Malone couldn't help but feel anger seep up, clouding his judgement and blurring his vision. He'd been teased ever since he was a child, always being teased for his odd powers. They called him "spoon-bender" and "brain boy", cruel little jabs that, individually, he could brush off, but together, they hurt him, deep down.

Ours is the trust of lovers...

Malone's gray eyes shut, welling up with tears, his head slowly shaking back and forth, nothing more than an inch either way, but to him, it might as well have been light years for every centimeter. They were so damn convincing...

Why do you protect those who would kill you?

A stray thought: Good question.

Why not join the splendor of the flesh?

For a half a second, it seemed in his mind's eye so beautiful, an eternity where he saw the mass as warm, full, inviting.

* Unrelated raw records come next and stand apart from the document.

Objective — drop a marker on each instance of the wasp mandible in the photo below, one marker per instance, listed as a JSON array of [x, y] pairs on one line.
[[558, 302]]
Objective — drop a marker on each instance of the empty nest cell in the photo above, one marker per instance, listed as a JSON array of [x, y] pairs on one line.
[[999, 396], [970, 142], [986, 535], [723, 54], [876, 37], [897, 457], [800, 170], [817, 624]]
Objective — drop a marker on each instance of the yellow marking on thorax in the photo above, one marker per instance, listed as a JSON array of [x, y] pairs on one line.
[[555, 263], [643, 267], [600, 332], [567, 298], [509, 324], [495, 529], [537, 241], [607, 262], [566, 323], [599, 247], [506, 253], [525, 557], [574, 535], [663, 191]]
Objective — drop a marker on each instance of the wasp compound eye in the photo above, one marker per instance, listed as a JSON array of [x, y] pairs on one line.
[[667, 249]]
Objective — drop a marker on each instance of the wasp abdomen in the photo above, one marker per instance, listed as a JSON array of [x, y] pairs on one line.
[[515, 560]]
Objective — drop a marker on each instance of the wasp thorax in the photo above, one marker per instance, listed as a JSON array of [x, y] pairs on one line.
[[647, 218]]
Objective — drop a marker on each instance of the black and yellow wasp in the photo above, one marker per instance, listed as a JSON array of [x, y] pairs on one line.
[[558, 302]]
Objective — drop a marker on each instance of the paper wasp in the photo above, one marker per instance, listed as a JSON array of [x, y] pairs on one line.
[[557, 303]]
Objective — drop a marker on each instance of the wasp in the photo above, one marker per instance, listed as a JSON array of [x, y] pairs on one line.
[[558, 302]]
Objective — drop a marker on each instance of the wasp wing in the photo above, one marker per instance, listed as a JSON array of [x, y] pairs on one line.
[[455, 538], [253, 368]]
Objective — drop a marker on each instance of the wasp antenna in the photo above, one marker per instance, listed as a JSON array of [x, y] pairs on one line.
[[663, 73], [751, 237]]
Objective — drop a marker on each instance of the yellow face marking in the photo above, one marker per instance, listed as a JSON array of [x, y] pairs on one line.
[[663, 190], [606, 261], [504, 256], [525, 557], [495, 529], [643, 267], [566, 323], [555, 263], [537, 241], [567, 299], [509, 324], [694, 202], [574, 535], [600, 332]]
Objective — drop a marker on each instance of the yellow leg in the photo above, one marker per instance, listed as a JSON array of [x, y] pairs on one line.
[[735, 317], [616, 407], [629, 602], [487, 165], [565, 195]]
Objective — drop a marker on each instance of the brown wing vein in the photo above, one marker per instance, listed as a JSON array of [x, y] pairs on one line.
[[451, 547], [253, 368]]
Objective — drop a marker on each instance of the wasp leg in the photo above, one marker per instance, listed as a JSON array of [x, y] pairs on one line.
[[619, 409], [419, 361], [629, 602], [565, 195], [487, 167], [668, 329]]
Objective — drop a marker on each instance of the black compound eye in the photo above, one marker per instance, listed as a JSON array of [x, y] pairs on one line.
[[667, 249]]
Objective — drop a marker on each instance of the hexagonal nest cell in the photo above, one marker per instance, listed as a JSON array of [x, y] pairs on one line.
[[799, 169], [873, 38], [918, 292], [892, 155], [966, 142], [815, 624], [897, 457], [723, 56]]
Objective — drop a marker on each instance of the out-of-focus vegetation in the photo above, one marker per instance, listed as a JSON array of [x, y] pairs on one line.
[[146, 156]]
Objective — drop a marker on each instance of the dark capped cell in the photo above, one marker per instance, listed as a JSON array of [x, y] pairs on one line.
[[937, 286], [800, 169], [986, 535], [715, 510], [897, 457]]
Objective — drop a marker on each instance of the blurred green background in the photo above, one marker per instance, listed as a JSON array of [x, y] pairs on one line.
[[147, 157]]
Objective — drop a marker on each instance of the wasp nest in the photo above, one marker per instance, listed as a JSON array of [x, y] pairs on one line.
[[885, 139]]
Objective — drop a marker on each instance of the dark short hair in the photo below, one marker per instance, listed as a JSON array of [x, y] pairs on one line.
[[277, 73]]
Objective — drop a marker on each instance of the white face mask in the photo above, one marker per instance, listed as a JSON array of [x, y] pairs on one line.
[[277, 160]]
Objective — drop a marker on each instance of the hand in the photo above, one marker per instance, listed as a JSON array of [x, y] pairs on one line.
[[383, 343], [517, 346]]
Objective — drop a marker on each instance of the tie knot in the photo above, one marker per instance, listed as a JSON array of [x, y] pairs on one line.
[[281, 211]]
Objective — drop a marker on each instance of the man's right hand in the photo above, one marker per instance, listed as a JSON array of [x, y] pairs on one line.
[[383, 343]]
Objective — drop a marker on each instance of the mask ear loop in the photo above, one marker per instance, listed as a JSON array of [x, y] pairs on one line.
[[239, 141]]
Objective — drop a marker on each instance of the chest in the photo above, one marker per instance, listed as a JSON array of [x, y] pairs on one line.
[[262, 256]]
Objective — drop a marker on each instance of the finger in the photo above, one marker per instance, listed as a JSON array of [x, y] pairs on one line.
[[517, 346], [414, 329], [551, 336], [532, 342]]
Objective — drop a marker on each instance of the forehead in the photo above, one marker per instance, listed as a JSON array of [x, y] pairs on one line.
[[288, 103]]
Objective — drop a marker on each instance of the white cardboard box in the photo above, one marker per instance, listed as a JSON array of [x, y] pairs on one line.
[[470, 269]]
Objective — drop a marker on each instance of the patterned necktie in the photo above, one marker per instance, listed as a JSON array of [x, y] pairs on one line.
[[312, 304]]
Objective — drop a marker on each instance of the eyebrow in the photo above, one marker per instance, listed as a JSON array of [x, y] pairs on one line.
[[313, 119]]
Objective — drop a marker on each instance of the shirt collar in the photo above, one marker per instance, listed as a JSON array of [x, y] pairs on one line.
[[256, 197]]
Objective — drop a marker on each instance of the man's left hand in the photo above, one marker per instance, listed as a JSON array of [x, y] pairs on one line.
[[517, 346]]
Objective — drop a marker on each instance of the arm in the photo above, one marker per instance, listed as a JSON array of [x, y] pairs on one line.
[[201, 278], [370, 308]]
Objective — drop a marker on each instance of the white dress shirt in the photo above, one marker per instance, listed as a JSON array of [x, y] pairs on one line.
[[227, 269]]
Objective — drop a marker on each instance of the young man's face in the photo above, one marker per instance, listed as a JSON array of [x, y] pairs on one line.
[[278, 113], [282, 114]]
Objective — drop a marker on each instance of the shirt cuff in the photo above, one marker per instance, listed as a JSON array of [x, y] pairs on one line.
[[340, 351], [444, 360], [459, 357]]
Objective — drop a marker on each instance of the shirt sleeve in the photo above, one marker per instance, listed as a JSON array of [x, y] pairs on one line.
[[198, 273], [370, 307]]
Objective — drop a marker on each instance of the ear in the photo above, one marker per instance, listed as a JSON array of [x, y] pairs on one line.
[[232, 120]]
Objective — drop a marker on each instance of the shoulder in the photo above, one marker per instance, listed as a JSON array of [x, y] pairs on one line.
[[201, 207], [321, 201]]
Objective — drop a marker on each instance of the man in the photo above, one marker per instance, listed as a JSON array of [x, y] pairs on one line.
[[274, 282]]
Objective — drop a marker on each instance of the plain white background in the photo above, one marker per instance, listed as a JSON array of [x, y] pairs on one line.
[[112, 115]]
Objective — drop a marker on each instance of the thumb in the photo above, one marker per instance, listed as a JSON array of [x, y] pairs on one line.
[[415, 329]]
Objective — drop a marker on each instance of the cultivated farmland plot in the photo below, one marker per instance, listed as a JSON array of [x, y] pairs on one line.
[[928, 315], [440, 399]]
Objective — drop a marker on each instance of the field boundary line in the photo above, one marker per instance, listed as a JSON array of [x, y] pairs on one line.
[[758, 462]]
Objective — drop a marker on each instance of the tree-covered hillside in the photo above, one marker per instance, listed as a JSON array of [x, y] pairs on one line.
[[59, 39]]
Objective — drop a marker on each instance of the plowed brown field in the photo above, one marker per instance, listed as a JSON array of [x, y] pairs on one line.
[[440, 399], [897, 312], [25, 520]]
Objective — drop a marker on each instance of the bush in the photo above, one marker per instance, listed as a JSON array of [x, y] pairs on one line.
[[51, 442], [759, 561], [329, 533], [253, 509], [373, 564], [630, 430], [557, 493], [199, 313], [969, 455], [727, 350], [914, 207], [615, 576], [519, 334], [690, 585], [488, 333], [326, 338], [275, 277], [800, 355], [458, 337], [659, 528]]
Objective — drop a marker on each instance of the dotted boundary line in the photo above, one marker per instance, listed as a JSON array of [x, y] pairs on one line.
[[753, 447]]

It would welcome him. He would be a part of something, something special, bound for wondrous things. He would be welcome, no longer separate, but with, in. He would never be alone. He would be loved. He would be warm, so warm, so safe...

And then he heard it, a scream he only half recognized, so detached and apart from the union, the singularity that was the Many, and yet, seemingly of it. A voice that rose from the others like a hand from acid, burned and pained, but alive. A voice he knew he should know...


It was... it was...

Soldier, do not give up...

Captain Diego.

You have a duty, soldier, to your crew and to your captain. Do not give up, do not give in. You could be our last hope.

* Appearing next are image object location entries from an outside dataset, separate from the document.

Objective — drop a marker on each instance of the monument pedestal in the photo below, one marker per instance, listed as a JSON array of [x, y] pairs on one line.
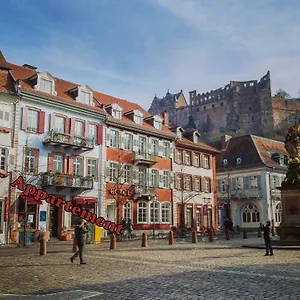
[[290, 225]]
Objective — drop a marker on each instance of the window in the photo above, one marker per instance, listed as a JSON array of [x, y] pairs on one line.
[[165, 179], [154, 144], [57, 163], [31, 161], [93, 131], [154, 178], [117, 114], [5, 113], [179, 156], [127, 211], [77, 166], [187, 158], [165, 213], [91, 167], [112, 176], [250, 213], [59, 124], [127, 173], [196, 160], [154, 208], [138, 119], [85, 97], [32, 120], [188, 182], [207, 185], [114, 139], [128, 138], [142, 145], [142, 177], [166, 149], [3, 159], [158, 125], [206, 161], [142, 212], [46, 86], [197, 184]]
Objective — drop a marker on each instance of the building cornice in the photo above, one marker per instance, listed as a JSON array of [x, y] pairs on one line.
[[58, 104]]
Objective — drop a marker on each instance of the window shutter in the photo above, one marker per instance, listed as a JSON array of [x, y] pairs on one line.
[[41, 124], [122, 139], [72, 126], [50, 162], [160, 182], [86, 129], [135, 147], [67, 125], [107, 136], [24, 118], [160, 148]]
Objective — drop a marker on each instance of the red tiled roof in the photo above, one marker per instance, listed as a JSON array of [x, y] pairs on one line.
[[267, 147]]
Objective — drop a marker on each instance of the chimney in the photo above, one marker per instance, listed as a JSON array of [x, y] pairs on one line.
[[165, 116], [224, 139], [27, 66]]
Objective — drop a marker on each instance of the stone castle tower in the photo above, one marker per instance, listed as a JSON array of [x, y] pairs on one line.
[[239, 107]]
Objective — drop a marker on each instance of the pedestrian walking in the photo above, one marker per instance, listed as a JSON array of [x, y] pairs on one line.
[[80, 231], [268, 238], [129, 228]]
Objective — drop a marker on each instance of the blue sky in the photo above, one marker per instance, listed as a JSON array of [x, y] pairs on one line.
[[135, 49]]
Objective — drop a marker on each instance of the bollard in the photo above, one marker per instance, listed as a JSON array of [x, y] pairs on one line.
[[113, 242], [144, 240], [75, 247], [259, 232], [171, 237], [194, 237], [43, 243], [227, 235], [211, 235]]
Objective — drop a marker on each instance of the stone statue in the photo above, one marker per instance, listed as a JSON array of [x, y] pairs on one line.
[[292, 146]]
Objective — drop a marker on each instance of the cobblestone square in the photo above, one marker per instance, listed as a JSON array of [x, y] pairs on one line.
[[219, 270]]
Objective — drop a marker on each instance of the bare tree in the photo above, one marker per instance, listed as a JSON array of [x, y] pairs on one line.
[[186, 190]]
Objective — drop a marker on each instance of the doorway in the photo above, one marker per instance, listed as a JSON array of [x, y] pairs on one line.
[[53, 224]]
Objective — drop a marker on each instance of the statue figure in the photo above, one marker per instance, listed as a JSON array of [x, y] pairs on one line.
[[292, 146]]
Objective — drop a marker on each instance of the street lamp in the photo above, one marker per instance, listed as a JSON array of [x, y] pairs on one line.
[[154, 199]]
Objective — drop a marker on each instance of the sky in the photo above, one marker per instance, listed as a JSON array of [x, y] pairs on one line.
[[134, 49]]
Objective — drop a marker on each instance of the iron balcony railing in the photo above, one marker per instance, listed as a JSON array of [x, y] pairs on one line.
[[69, 140], [71, 181]]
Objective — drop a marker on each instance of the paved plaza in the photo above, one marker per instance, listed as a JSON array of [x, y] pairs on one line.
[[219, 270]]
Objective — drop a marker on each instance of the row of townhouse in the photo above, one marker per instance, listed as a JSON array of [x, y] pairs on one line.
[[106, 155], [250, 169]]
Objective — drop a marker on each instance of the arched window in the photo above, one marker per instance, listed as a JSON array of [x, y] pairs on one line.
[[278, 211], [165, 213], [142, 212], [250, 213]]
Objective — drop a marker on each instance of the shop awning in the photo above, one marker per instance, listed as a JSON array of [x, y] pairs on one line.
[[31, 200]]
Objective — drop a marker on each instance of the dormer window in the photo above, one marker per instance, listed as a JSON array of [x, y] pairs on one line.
[[138, 117], [157, 122], [45, 83]]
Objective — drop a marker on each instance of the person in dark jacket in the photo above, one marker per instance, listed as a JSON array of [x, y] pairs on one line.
[[267, 238], [80, 231]]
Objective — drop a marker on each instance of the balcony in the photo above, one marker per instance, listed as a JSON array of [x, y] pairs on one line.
[[67, 181], [66, 140], [141, 158], [143, 191]]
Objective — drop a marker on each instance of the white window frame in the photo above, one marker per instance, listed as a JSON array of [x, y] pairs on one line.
[[144, 209]]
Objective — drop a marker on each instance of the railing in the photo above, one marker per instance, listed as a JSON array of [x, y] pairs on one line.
[[67, 139], [71, 181]]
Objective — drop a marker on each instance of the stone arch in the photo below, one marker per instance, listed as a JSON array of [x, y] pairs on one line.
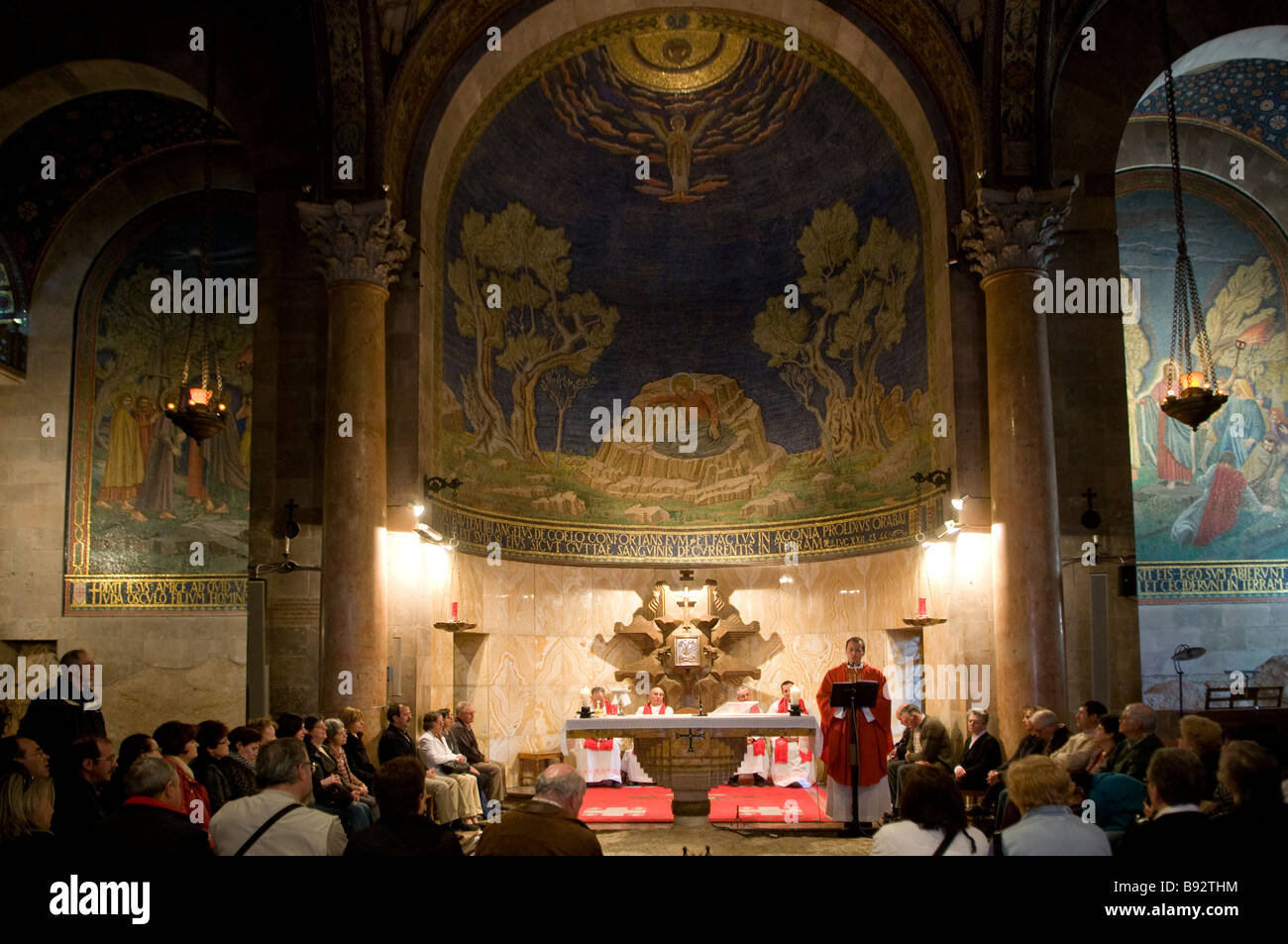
[[39, 91]]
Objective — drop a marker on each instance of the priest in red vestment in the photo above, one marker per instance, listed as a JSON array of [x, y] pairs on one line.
[[875, 742]]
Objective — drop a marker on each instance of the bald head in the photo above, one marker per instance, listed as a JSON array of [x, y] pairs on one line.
[[563, 786], [1137, 720]]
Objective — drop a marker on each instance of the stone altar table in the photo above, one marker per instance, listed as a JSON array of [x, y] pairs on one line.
[[692, 754]]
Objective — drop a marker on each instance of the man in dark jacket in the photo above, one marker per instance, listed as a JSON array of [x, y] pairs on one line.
[[151, 822], [1176, 831], [403, 827], [1133, 752], [54, 723], [84, 769], [983, 754], [548, 824], [395, 742]]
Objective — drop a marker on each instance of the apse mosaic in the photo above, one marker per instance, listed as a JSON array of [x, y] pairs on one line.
[[1248, 97], [142, 492], [1210, 505], [683, 217]]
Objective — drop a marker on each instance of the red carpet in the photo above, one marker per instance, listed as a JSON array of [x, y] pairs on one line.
[[728, 805]]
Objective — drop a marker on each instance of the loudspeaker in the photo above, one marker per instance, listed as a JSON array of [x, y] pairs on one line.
[[1127, 579]]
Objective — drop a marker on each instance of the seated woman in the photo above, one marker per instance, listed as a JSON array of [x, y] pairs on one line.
[[211, 749], [451, 768], [932, 819], [26, 811], [1202, 737], [240, 763], [1250, 775], [336, 736], [329, 793], [178, 743], [132, 749], [1106, 738], [355, 751], [1041, 788]]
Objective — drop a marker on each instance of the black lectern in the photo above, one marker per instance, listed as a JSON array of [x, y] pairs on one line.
[[854, 695]]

They're so beautiful, though...

No, soldier. They are hell spawn, come for your soul. See them for what they are...

A flash of light, a blinding, wrenching sensation, and Malone saw with two eyes now, not a mind. The flesh no longer was embracing him, but tearing at him, not holding him, but trying to devour him. This was no lost mother, this was a monster.

Soldier, do not give up...

I won't let you down, sir.

Soldier, do not... they SEE you... run!


The flash again, and he was in the cargo bay hallways, a buzzing hum coming from behind. The door...


The shot ricocheted off a pipe in the wall, the whish of displaced air blowing Malone's hair ever so slightly as it passed not an inch from his left ear. He was already spun around, his lips pulled back tight to expose teeth bared in a predatory grin that stemmed from humanity's farthest past, the smile of the hunt.

The pyrokinesis blast was blazing into the hybrid at record speeds. It was a thought into an impulse into an action into flaming reality in a nanosecond, thought and action blending seamlessly to produce a deadly dance of death.

The blast desiccated the beast in purifying flame, the hybrid screaming in pain. Like it's brother, it too fell in a crisped heap.

And then there was nothing but Malone's breathing. The psi amp hissed and smoked, and the wind blew dramatically from the heat expansion. The smell of char and metal rose from the hybrid and the floor grating around it, the sizzle from the corpse fading.

The others stirred, and Malone said, "C'mon. Let's move."